A Study of Pharmacokinetic Drug Interaction Study of the Hedgehog Pathway Inhibitor GDC-0449 in Combination With Rosiglitazone or Combined Oral Contraceptive in Patients With Locally Advanced or Metastatic Solid Tumors That Are Refractory to Standard Therapy or for Whom No Standard Therapy Exists
Status and phase
Completed
Phase 1
Conditions
Solid Cancers
Treatments
Drug: Rosiglitazone
Drug: Vismodegib
Drug: Norethindrone/ethinyl estradiol
Study type
Interventional
Funder types
Industry
Identifiers
Details and patient eligibility
About
This is a single-arm, multicenter, Phase Ib study designed to describe the effect of GDC-0449 on the pharmacokinetics of rosiglitazone and oral contraceptives in patients with advanced solid tumors who are refractory to treatment or for whom no standard therapy exists.
Enrollment
52 patients
Sex
All
Ages
18+ years old
Volunteers
No Healthy Volunteers
Inclusion criteria
- Histologic documentation of incurable, locally advanced, or metastatic solid malignancy that has failed to respond to at least one prior regimen or for which there is no standard therapy
- Documented negative serum pregnancy test for women of childbearing potential and use of two forms of contraception.

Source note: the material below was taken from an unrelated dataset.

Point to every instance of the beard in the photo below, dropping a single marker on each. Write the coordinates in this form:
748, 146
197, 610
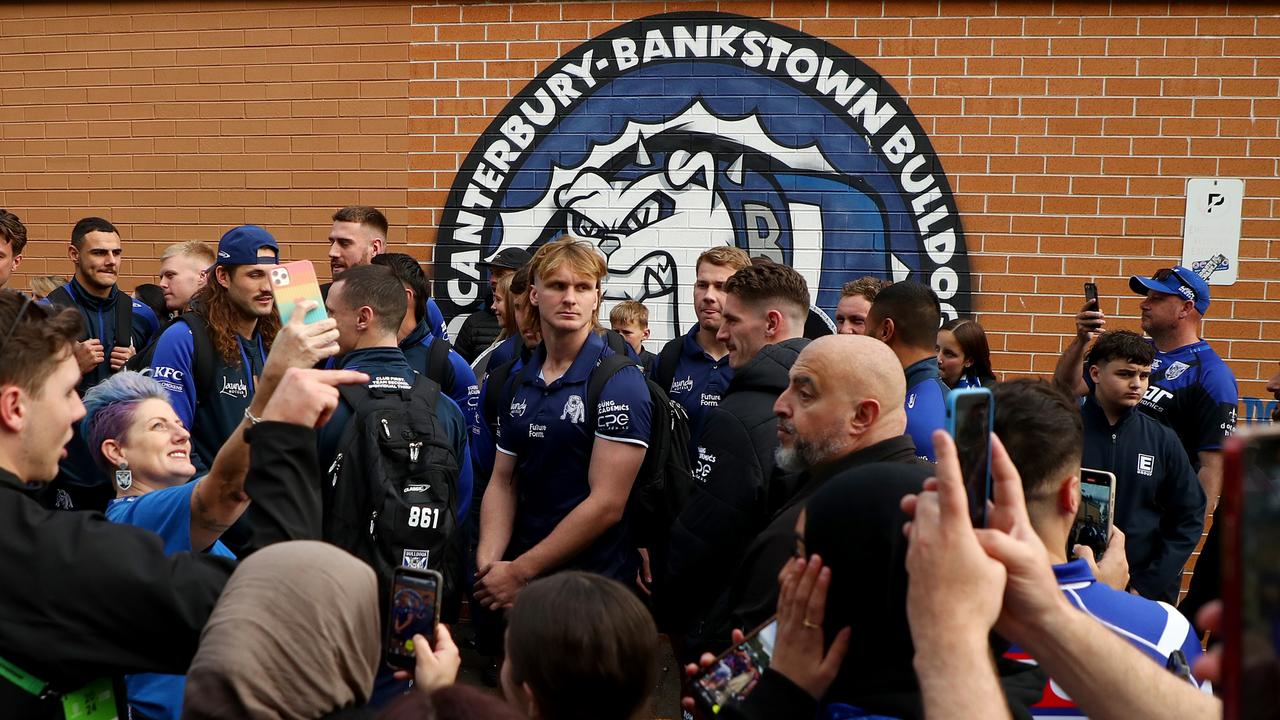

Contraception must be used while the patient is enrolled in the study and for 12 months after the patient discontinues from the study.
- For men with female partners of childbearing potential, agreement to use a latex condom and to advise their female partner to use an additional method of contraception during the study and for 3 months after their last dose of GDC-0449.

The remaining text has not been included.